Life had once again chosen to be cruel.
In the deepest part of his chaotic rage after returning from the Mountain, reeling from Ellyse’s betrayal and unable to escape the snare of his mind, was when he had found Cress again. Carnage had begun to break him but it was Ellyse that had driven the final nail home, hammering his fate and hers as well. He had been left in a dark cage of madness. Desperate to escape but lacking the will to do so with the vapid glass heart that hung strangely in his chest.
Cress had understood that pain, that torture. She had endured a round in Carnage’s lair. She knew the icy bite of steel bars, of the putrid stink of the shadowed cave, the nightmares they were forced to play out for a Dark God’s amusement. In a moment of need, a moment of craving some sort of touch that remind him that he was real even though the ghosts around him declared him not.. Cress. She had deserved better than him. Better then a tortured soul that sought to forget in the pleasure from her skin but only found himself emptier than before.
He had no idea that she had become pregnant. That a third perfect child existed. Another child he ultimately had failed in life. Another failure to add to the ones already burdened on his sharply jutted shoulders.
He can also recall the time when he had lost his shifting. He had been sure the bear was a curse, a plague on his life to torture him with forever. The brand mockingly etched on his flank like a warning label. He had hated what he had become. But when he couldn’t reach the Bear, that spark of power, it had been harder to let go than he had realized. The bear was he and he was the bear. Their fates intertwined, fused, made one. There was no living without the beast afterwards, when magic had returned. It’s the guilt that eats at him the most, would things have been different if he had given it up? Would anything play out differently if he had been stripped of the bear? Or was this the punishment of his selfishness, his unwillingness to let go of the power the bear gave him.
Loess has become home, she has become home, but he still finds himself making trips back to the Meadow. Old habits die hard and he still likes to spend evenings watching the others, hearing the snippets of conversation that make this place so popular. Getting lost in a crowd. A face appears amongst the others and he is quick to do a double take, his one dark eye brightening with recognition. She calls out a greeting and he murmurs to himself, “Cress?”
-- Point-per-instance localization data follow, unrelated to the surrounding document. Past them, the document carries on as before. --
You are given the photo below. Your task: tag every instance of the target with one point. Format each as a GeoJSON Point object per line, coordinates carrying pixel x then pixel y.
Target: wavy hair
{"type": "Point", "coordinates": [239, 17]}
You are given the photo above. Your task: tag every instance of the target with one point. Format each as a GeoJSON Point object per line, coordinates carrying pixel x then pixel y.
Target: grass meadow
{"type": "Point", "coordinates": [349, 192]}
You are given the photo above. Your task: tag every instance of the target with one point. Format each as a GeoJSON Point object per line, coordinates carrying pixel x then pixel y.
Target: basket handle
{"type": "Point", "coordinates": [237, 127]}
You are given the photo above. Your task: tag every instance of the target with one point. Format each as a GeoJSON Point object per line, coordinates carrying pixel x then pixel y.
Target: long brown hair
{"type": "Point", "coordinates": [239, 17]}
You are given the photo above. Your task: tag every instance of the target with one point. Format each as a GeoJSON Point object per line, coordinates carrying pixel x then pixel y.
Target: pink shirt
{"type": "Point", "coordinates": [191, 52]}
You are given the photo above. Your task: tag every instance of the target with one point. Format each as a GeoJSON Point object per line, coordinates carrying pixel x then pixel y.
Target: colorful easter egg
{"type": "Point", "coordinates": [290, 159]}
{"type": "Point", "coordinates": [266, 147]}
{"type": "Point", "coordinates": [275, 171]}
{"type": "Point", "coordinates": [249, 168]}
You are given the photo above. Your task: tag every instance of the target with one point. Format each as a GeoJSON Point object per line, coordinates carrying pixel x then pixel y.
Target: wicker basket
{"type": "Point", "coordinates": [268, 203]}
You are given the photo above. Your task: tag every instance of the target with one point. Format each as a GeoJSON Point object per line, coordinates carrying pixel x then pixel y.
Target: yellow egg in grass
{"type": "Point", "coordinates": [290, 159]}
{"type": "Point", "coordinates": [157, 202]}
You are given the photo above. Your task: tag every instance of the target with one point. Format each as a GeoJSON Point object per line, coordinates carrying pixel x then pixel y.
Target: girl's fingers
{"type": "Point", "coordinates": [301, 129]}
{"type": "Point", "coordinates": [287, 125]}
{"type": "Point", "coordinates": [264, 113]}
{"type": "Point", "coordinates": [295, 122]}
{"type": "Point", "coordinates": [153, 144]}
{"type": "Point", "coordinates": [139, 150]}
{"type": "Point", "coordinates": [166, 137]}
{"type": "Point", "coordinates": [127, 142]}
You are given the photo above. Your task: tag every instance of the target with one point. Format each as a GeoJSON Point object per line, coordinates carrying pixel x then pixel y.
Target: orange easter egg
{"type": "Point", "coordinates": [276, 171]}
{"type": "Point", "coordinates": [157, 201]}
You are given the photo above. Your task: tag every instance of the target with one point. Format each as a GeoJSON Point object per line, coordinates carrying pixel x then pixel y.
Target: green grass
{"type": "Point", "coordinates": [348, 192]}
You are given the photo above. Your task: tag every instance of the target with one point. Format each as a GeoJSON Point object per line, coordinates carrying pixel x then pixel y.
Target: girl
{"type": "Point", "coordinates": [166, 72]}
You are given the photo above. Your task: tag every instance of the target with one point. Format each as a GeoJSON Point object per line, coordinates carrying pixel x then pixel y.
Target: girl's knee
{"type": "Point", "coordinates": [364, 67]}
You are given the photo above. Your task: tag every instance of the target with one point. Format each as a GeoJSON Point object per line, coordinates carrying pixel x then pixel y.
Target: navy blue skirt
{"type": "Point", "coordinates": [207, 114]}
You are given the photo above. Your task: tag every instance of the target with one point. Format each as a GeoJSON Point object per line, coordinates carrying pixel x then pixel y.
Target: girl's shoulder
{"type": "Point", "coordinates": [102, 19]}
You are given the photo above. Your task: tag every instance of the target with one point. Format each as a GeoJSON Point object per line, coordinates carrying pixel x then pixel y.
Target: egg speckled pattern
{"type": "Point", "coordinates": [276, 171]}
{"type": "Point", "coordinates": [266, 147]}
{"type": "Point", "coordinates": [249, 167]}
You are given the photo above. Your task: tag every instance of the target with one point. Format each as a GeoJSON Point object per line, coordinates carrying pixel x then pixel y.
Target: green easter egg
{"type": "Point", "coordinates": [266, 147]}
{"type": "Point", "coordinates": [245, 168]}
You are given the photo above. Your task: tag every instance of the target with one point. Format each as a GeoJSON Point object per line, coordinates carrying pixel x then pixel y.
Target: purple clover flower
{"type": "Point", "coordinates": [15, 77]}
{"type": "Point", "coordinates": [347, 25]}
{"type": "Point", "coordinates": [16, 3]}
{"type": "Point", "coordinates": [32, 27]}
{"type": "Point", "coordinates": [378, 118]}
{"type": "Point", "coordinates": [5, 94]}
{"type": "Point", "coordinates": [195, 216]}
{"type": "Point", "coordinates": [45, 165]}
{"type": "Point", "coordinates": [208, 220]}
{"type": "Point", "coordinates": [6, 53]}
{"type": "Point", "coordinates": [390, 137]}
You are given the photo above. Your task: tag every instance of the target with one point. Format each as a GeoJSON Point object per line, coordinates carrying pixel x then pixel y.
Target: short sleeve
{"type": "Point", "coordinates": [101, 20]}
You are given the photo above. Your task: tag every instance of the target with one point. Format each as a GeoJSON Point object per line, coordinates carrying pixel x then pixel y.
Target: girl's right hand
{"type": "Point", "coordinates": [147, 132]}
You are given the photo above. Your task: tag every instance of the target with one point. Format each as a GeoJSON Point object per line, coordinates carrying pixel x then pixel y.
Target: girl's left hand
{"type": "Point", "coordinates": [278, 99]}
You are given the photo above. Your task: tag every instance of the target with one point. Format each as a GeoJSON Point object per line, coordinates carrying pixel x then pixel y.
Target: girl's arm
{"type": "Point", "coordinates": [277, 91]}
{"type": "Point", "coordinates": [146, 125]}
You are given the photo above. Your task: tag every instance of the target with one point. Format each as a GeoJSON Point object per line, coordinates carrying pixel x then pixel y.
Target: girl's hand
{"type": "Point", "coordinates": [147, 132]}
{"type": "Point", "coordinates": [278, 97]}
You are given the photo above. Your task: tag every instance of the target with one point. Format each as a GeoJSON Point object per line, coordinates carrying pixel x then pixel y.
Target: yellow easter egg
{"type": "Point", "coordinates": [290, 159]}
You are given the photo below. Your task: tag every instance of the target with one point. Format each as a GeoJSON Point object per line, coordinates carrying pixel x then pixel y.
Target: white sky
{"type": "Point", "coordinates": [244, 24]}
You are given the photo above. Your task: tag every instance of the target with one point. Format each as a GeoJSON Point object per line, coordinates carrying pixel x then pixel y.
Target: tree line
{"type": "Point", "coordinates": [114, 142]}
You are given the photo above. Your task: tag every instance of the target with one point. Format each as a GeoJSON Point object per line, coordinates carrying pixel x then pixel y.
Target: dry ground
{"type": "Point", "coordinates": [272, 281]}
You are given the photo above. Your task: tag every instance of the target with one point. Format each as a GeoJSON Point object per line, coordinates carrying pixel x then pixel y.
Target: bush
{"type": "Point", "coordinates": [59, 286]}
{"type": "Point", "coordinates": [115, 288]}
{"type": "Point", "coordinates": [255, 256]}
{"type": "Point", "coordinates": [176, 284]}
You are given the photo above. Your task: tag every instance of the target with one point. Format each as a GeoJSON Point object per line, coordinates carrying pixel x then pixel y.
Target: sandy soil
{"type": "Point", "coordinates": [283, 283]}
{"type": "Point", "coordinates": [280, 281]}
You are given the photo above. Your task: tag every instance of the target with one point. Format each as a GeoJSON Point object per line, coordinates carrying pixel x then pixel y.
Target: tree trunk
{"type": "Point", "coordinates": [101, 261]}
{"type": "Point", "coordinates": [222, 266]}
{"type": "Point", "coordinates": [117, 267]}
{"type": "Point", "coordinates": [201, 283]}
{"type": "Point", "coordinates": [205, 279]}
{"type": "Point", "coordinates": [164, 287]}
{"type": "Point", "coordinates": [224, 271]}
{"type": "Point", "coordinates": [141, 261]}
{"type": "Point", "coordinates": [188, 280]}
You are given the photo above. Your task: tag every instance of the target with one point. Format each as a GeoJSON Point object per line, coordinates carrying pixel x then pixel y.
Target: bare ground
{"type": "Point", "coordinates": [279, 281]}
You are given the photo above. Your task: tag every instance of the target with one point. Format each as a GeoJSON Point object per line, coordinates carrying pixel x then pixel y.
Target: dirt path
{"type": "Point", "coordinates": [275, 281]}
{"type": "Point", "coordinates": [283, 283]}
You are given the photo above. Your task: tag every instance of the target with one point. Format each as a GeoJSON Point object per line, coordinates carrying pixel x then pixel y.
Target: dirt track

No, it can’t be. There were many familiar features to this mare, he realizes as she comes closer, but it’s not Cress. The blaze is missing, the ears are whole. How eerily similar she seems to her though. He can’t help the confusion that lingers on his face although he still gives a smile in return to her greeting. “I’m sorry, you look a lot like someone I use to know.” He pauses for a moment, trying to regain his senses. “I should have started with hello.” He laughs softly in his rough voice. “Let me start again. Hello, I’m Ledger. Who are you?”